In 1978, after the Steelers edged the Dallas Cowboys in the Super Bowl yet again, the NFL Films people were wanting to look in a different direction for films about the next year. Bob Ryan was one of the main men working with Steve Sabol and he wanted to do a spin on the Cowboys.
“What I noticed was there were packs and packs of Cowboys in the stands, in away stadiums, and I said this is the most popular team in the country.” Bob Ryan said. “How can I use that? Well, why don’t we call them America’s Team?”
And boom. The nickname was born even though the Steelers had more rings and the Dolphins had an undefeated season. A nickname that has brought more hatred, resentment, and hostility than say championships and love. NFL Films ran with it and it got…mixed reviews.
“We thought it was great. Tom Landry hated it.” Steve Sabol said. Landry had a right to hate it. He was a modest God-fearing man who was humble to say the least. He didn’t want to be coaching a media team with a planet-size bull’s-eye on it. But, the nickname stuck like glue.

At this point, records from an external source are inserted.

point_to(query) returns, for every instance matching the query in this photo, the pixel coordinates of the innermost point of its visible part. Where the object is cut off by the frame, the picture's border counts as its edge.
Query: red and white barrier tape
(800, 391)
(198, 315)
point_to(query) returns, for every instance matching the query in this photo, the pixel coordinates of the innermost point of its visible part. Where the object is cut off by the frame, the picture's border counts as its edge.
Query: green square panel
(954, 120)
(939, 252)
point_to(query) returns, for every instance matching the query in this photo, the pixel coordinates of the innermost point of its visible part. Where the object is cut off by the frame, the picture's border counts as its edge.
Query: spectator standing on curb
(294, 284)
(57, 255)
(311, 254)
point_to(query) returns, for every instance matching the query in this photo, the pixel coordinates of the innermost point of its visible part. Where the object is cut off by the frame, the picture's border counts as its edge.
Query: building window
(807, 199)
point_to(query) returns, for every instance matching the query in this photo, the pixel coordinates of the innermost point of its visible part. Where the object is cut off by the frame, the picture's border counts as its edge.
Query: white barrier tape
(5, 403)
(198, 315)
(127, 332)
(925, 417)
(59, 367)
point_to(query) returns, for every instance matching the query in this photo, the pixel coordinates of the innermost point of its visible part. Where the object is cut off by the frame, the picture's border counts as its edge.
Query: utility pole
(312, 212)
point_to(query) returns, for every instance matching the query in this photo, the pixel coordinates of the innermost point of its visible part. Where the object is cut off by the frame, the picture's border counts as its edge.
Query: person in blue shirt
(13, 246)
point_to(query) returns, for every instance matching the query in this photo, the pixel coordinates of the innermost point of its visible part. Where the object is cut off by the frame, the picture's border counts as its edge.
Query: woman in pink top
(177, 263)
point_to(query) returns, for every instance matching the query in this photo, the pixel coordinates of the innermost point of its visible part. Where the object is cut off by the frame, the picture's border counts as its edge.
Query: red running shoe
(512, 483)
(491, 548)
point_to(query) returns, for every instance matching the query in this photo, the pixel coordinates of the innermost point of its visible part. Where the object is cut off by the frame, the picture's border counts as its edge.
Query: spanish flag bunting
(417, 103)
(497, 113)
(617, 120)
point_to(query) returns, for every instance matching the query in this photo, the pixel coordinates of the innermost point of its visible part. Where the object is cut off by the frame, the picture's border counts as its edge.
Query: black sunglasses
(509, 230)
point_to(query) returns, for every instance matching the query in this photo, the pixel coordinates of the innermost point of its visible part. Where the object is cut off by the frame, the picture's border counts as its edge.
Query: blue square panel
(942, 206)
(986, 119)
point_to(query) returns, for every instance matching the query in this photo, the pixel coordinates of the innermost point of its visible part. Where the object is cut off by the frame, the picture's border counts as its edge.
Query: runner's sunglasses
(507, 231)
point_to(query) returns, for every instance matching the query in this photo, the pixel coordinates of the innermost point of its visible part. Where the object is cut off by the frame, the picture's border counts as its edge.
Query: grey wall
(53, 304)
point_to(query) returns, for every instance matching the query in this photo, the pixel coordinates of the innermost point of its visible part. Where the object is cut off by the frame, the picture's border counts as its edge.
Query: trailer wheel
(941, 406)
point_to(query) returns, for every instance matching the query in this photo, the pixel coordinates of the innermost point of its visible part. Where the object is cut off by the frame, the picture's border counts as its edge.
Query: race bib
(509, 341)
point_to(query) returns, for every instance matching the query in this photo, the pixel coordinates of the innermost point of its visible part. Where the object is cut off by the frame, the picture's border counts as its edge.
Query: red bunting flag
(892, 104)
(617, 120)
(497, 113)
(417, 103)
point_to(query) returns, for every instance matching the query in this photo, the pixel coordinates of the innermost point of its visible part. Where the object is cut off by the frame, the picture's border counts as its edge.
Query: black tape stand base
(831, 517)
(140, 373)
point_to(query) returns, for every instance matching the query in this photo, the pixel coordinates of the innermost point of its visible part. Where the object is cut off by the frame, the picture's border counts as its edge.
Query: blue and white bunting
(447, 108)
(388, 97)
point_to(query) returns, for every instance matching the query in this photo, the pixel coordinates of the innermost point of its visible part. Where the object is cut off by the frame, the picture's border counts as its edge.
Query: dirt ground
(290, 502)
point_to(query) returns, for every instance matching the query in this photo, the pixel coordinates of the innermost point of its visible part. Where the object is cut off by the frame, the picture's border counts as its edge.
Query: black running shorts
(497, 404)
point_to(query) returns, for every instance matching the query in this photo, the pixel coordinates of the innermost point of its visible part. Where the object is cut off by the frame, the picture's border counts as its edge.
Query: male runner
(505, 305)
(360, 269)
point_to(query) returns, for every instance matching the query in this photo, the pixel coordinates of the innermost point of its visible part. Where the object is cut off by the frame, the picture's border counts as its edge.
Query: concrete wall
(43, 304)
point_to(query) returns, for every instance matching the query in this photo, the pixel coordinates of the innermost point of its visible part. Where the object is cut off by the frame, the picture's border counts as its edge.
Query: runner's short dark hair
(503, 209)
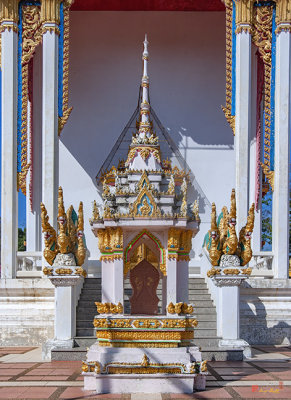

The nickname stuck because they were the most popular team in the country. America wasn’t solely about loving the winner back then. There weren’t as many bandwagon fans as there are today. Cowboys fans were in other cities because those Cowboys were lovable despite sometimes losing.
They not only had America’s model elder of the old days in Tom Landry, who probably reminded half of the people of father or some male older relative, but they had Captain America.
No, not Steve Rogers, but Roger Staubach. The guy who every upstanding citizen looked up to. War veteran, Heisman Trophy winner, Super Bowl MVP who bought an economically-sensible station wagon with the prize money and had been interviewed by Phyllis George saying, “I enjoy sex as much as Joe Namath. Only I do it with one girl. It’s still fun.”
Fathers liked him because they wanted him for a son-in-law. Women liked him because he was handsome and a tough guy. People liked him for his patriotism, strong ethics and good virtue. You wouldn’t catch Roger Staubach in a bar having an affair or anything scandalous.
He above all was the reason the name fit and people wanted to root for their favorite American. Unless they already disliked the Cowboys. The name poured gasoline on for feuds between the Eagles (and their moronic alligator-brained fans) and the Redskins (who hated Dallas already because of George Allen). Landry never won another Super Bowl, but he got the name which fit despite how much he hated it.
The name fit because they were America’s Team and despite what and Harris Poll says, they might still be America’s Team.
But, let’s get rid of it. Forget America, I just want them to be Texas’ team all over again. Forget away stadiums, the fans have abandoned their own home. Too often, the Cowboys have had to adjust to loud noise from opposing fans during HOME games and its absolute nonsense to see so many colors that aren’t blue, silver or white in the stands. I’ve been to a pair of games and it still sickens me.
So Denver, please take the name and the hate with you. I’m sick of it.
I’m sure Landry in his grave is sick of it. I’d rather be America’s Sweetheart under the radar than America’s Team in front of the cameras. Take the media into your locker room. Let them focus on who your players are dating like they did with Tony Romo.
Take the hatred and make Oakland fans, Chiefs fans, and Chargers fans want to rip and burn the uniforms off your players’ flesh. Let your players get hurt and opposing fans cheer that they might be lying dead on the field like Michael Irvin.
I’m so sick of a nickname that gives teams even more motivation to take the Lombardi from us. I’m so sick of seeing the owner of America’s Team with that withered weasel smile and hearing his Arkansas accent. I can’t hear the voice of any other alive NFL owner except his. I’m sick of it.
So, Denver take the albatross off our back and see if you like it. No refunds though.